Besides outdoor dining, cocktails-to-go have been one of the only other “lifelines” available to bars and restaurants during the pandemic. But where the streets of major metropolises once thronged with revelers sipping Margaritas from cold-brew cups, now there is only cold.
Even in the height of summer, the spoils of relaxed drinking laws were not enjoyed by all. Particularly outside of major cities.
“Cocktails to-go are a joke,” says John Clark-Ginnetti, owner of 116 Crown in New Haven, Conn. “In this existential crisis that we’re experiencing, anybody that has the wherewithal to be a discriminating drinker is probably not in a municipality.”
An outpost for creative cocktails in the “Cultural Capital of Connecticut,” Clark-Ginnetti built his business for university professors, nearby office workers, and the odd discerning Yale student. Most left the city at the beginning of the pandemic and have yet to return.
Unlike New York, Connecticut is still allowing indoor dining at 25 percent capacity. 116 Crown also offers sheltered outdoor seating pods for parties that prefer not to be indoors. They’re not a Covid-related innovation and Clark-Ginnetti says this time last year he couldn’t keep up with reservations for them. But business this January is barely a quarter of 12 months ago.

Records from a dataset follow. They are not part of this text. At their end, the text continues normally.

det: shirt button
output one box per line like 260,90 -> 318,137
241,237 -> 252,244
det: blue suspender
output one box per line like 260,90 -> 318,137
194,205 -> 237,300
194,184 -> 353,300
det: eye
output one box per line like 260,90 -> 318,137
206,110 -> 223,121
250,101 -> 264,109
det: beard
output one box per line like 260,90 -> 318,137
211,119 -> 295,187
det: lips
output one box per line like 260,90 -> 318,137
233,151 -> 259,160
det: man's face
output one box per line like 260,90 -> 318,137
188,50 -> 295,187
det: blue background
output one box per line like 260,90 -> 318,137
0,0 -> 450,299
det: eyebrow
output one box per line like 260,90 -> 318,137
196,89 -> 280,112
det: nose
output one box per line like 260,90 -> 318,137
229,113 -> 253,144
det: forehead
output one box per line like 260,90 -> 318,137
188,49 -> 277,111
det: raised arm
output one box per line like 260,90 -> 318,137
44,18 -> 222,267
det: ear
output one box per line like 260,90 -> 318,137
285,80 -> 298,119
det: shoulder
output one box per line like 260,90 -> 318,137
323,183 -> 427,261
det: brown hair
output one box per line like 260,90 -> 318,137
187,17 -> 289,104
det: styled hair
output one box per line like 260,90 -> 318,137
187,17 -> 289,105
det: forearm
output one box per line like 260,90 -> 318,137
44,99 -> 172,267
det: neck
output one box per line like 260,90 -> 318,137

“If you can find a restaurant or bar that is making money right now, tell them to give me a call,” he says, echoing Cecchini’s words. “There’s no way to make money — not on our model.”
It’s a similar tale in Chicago where, just like New York, indoor dining is not an option right now. “We are barely hanging on,” says Julia Momose, partner and creative director at Kumiko.
Momose spent the early months of the pandemic campaigning for cocktails to-go through her foundation Cocktails For Hope. City council members finally signed off on the measure in June, months after cities like New York and San Francisco gave the green light.
So have to-go cocktails offered any hope?
Momose says yes, but only coupled with outdoor dining, takeout food, and the ability to act as a retailer of rare bottles of whiskey. Momose has also struck partnerships with brands, which have provided profits for the business as well as charities, and she offers curated cocktail classes based on topics like shaken versus stirring and the many different drinks that can be made from one style of spirit.
“Reminding people that we’re still here is such a big part of this,” she says.
With the current unemployment levels in the hospitality industry, and the challenges faced by independent bar and restaurant owners, most of us really shouldn’t have to be reminded.